President Javier Milei of Argentina, who before taking office ridiculed Pope Francis as an “imbecile” and accused him of violating the Ten Commandments, met with the pontiff on Monday for an hourlong conversation that the Vatican described as “cordial.”

The Vatican said in a statement that the two leaders had spoken at a private meeting about their shared will to further strengthen relations and had addressed the Milei government’s program to counter the economic crisis in Argentina, where the annual inflation rate is at 211 percent.

On social media, Mr. Milei’s office posted a photograph of the pope with the president and the president’s sister, Karina Milei, one of his closest advisers.

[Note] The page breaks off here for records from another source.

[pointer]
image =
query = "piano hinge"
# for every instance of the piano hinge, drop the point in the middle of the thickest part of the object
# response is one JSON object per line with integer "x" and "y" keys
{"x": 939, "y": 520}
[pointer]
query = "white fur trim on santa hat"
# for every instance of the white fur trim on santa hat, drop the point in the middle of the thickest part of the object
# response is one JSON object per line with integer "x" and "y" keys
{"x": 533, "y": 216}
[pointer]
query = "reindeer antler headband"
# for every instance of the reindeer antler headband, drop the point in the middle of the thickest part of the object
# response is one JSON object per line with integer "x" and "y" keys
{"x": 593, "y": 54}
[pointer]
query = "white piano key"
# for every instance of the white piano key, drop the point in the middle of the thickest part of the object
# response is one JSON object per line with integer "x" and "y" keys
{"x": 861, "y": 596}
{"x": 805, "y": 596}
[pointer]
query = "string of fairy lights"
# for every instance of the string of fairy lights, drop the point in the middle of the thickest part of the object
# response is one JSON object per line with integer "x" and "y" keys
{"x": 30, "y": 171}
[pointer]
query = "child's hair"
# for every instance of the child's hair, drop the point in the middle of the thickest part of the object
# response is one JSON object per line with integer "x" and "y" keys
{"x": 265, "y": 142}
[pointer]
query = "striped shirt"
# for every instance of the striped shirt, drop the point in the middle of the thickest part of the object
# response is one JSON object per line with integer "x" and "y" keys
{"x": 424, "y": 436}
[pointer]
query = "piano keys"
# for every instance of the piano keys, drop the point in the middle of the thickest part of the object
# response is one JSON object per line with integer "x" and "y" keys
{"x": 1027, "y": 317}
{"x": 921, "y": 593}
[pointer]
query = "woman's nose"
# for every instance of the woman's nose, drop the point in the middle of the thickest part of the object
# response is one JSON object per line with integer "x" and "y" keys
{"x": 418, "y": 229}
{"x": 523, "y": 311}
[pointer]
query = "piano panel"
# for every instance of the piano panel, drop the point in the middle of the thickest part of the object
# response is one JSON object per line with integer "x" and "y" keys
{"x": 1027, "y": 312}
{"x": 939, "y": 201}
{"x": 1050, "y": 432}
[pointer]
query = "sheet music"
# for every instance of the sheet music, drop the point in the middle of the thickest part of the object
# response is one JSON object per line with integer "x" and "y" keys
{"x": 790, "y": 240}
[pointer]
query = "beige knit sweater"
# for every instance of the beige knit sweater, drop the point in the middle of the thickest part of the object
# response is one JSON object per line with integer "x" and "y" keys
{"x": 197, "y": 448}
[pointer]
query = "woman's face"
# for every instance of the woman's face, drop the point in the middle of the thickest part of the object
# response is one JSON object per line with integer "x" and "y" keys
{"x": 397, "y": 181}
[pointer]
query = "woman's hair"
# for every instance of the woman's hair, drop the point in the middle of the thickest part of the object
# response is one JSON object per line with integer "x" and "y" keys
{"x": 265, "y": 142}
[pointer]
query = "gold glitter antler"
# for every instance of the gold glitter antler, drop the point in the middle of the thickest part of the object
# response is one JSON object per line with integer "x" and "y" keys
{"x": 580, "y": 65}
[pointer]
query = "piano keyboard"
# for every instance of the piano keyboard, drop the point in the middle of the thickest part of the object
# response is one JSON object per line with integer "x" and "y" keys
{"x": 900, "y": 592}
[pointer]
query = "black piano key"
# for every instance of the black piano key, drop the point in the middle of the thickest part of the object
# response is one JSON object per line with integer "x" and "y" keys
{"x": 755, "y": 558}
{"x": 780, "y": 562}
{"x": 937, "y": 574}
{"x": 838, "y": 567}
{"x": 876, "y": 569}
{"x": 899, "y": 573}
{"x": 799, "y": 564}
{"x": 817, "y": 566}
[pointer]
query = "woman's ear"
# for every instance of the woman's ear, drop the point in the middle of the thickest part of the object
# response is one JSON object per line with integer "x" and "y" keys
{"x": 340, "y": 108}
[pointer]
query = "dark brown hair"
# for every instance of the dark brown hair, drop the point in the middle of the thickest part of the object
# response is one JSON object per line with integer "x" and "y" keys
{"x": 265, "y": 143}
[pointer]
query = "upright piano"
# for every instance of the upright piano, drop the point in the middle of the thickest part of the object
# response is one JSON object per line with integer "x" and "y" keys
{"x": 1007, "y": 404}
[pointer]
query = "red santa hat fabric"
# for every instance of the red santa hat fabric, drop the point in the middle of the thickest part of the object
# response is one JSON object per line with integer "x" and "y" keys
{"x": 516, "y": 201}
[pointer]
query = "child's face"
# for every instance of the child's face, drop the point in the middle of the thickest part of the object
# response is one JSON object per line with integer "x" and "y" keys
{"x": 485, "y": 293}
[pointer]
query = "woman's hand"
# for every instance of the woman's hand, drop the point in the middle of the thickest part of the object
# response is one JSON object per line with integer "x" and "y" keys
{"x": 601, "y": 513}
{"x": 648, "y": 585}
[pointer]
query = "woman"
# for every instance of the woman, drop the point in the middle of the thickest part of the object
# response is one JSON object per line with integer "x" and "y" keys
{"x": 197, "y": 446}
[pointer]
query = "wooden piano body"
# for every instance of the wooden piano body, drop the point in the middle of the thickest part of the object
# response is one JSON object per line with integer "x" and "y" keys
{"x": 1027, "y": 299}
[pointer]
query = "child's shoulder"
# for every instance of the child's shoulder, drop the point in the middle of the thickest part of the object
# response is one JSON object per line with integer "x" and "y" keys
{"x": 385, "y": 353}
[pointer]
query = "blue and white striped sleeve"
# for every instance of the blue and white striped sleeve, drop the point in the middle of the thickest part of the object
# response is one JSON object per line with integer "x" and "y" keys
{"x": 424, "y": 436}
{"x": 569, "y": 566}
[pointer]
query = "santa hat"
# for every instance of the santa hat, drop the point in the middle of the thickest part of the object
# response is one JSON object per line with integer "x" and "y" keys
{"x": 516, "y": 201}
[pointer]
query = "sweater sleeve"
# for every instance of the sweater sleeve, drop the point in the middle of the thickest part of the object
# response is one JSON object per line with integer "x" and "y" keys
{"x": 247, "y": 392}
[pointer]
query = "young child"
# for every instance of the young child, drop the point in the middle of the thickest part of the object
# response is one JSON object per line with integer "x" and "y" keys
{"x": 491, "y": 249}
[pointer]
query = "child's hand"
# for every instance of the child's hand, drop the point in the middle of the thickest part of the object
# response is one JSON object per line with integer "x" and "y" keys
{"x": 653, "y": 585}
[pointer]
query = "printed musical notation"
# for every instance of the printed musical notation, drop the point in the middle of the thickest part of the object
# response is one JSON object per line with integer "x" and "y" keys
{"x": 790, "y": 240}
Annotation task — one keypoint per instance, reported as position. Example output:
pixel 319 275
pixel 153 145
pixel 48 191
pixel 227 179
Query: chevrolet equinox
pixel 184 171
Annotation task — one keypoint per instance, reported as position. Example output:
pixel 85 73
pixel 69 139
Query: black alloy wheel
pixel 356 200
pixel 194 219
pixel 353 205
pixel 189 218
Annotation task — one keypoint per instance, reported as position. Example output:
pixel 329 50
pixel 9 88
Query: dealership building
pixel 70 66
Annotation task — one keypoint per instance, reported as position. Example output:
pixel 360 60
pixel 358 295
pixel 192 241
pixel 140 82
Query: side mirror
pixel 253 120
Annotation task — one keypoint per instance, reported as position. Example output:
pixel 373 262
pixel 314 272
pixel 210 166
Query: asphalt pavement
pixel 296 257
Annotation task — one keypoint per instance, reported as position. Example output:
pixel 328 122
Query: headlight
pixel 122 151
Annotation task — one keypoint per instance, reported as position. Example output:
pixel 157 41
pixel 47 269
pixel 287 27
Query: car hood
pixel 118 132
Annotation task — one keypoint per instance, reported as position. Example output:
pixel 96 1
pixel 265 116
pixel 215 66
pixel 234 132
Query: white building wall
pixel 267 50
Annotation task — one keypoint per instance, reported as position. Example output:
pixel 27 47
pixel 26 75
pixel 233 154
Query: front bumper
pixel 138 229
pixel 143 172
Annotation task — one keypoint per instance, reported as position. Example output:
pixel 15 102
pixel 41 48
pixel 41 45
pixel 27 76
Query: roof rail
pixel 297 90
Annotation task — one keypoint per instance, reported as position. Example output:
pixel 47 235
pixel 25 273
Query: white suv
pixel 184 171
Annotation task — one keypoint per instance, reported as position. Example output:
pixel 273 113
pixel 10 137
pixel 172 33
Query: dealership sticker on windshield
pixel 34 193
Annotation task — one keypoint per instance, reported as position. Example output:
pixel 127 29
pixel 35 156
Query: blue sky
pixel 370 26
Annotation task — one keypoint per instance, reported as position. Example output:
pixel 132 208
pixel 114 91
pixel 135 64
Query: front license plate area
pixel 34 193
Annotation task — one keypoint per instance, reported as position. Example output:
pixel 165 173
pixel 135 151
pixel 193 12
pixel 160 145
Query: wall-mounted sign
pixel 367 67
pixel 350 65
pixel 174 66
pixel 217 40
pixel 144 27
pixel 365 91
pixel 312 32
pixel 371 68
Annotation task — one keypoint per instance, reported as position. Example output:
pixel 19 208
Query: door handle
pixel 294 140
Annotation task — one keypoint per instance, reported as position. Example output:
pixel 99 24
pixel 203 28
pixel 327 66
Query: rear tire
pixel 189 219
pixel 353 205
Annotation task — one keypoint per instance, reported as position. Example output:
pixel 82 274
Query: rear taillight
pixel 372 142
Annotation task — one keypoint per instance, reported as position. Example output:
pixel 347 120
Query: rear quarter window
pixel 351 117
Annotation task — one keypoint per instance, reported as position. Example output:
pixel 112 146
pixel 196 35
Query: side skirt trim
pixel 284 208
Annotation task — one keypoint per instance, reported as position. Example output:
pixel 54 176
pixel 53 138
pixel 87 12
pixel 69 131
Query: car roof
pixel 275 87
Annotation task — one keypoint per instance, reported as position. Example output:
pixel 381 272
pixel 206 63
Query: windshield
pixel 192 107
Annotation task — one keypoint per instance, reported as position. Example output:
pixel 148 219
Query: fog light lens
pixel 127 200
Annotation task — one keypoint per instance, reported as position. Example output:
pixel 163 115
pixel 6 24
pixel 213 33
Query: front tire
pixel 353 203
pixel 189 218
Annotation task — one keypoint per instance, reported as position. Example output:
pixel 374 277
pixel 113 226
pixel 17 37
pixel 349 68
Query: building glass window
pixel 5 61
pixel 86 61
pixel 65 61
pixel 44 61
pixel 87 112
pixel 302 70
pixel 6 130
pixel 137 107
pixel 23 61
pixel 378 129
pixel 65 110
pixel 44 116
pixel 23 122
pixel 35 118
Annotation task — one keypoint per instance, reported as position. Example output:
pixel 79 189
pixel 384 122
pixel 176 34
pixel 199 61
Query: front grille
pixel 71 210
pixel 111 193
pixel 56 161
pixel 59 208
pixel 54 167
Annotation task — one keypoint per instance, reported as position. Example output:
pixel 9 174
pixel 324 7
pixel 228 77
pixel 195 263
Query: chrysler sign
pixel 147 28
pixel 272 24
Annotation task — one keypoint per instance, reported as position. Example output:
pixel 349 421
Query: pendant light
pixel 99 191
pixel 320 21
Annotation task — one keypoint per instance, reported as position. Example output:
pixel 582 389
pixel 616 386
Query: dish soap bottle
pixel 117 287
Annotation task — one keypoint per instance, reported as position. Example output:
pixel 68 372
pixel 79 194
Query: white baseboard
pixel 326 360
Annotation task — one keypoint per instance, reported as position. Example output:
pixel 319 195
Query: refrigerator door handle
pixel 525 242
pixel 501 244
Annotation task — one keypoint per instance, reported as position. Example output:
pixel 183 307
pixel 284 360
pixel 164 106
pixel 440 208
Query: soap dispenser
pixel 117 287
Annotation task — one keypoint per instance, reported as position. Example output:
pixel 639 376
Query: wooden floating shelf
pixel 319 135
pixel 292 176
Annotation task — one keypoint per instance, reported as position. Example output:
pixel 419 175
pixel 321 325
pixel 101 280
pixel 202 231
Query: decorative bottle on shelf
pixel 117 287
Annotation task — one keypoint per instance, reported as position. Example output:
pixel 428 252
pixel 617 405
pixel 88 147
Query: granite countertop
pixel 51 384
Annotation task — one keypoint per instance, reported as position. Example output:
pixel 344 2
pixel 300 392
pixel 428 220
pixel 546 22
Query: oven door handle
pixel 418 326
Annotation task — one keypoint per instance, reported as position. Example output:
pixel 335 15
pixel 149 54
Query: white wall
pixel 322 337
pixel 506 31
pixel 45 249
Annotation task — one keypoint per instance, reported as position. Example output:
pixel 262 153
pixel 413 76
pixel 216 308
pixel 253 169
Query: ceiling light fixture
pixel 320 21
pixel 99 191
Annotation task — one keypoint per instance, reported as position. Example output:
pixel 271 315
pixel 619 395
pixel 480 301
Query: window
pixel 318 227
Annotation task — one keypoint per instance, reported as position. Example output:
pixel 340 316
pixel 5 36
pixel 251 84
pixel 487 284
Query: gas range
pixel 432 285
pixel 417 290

The discussions, which came a day after Mr. Milei attended a Mass for the canonization of Argentina’s first female saint, also addressed international issues, “especially ongoing conflicts and the commitment to peace among nations,” the Vatican said.

The good will was not a given. Both men were born in Buenos Aires, and though the pope is a national hero to many in Argentina, where a majority of people identify as Roman Catholic, Mr. Milei, who says he is an “anarcho-capitalist” and who ran under the banner of a far-right libertarian party, has repeatedly denigrated Francis.

In the years preceding his election in November, Mr. Milei often attacked the pope, who in his writings and speeches has repeatedly spoken out against free market economies for generating income inequalities that affect the most vulnerable.